Oh BTW as you see bellow i have it (Ipad mini 2) in my system. Well nope I ditched that plan. Hated every part of it. Haven't updated the layout yet as its still changing around


----------



## quality_sound (Dec 25, 2005)

Victor_inox said:


> Apple fanboyism unexplainable, they just love whatever ishit hit the market.
> Sadly my wife in the same camp, her thing it`s that just works even when it doesn`t.


If you have to spend time "customizing" your Android device ("customizing" is code for "make **** work right") then it's hardly a superior device. 
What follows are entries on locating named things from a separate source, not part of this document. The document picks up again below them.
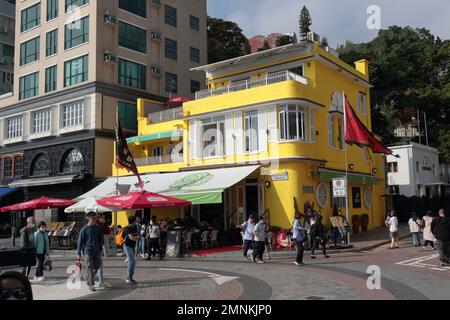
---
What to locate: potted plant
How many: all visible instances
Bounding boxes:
[361,213,369,232]
[352,215,361,233]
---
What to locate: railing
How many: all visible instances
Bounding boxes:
[195,71,308,100]
[134,153,183,166]
[148,107,183,123]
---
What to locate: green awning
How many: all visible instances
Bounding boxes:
[127,131,183,143]
[319,169,377,185]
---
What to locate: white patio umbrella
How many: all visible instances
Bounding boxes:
[64,197,114,213]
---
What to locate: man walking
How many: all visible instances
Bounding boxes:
[122,216,140,284]
[20,217,37,278]
[77,211,103,291]
[253,217,266,263]
[145,219,163,260]
[238,214,255,261]
[431,209,450,266]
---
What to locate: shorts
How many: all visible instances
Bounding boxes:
[390,231,398,238]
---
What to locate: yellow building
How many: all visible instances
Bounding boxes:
[81,42,385,229]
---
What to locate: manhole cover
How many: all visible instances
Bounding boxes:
[306,296,325,300]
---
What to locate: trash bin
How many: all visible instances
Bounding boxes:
[166,229,184,258]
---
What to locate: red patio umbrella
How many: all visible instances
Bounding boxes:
[97,190,192,209]
[0,197,77,212]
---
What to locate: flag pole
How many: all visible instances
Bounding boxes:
[342,91,350,245]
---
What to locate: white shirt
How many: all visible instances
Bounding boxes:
[388,217,398,232]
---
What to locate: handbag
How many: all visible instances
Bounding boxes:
[44,257,53,272]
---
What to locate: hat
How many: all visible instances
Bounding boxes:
[86,211,97,218]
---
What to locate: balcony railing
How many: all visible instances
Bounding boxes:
[134,153,183,166]
[195,71,308,100]
[148,107,183,123]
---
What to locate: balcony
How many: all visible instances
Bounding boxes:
[148,107,183,123]
[195,71,308,100]
[134,153,183,166]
Let me know how your next group text goes.


----------



## Victor_inox (Apr 27, 2012)

quality_sound said:


> If you have to spend time "customizing" your Android device ("customizing" is code for "make **** work right") then it's hardly a superior device.
> 
> Let me know how your next group text goes.


everything I need it to do it does just fine, thanks for asking, unlike wifey iphone piece of **** eating damn battery in 2 hours after full change. 
I bought 10000mAh battery for her to carry with her slick 7.8mm iphone so she can make a phone call when it matters.


----------



## Victor_inox (Apr 27, 2012)

Beckerson1 said:


> Don't like Apple, hate my Ipad mini 2. Just don't get the hype around Apple. Nothing special
> 
> Oh BTW as you see bellow i have it (Ipad mini 2) in my system. Well nope I ditched that plan. Hated every part of it. Haven't updated the layout yet as its still changing around


Hype thing is easy, spend a fortune on pretty commercials and shiple will buy anything. Apple didn`t invented anything in technology every piece was stolen or bought from someone else.


----------



## mmiller (Mar 7, 2008)

I bought the iPad because I had an android phone, I wanted to try Apple. Theirs things I like and dislike about both.... That said I've been happy with my iPad till as of late.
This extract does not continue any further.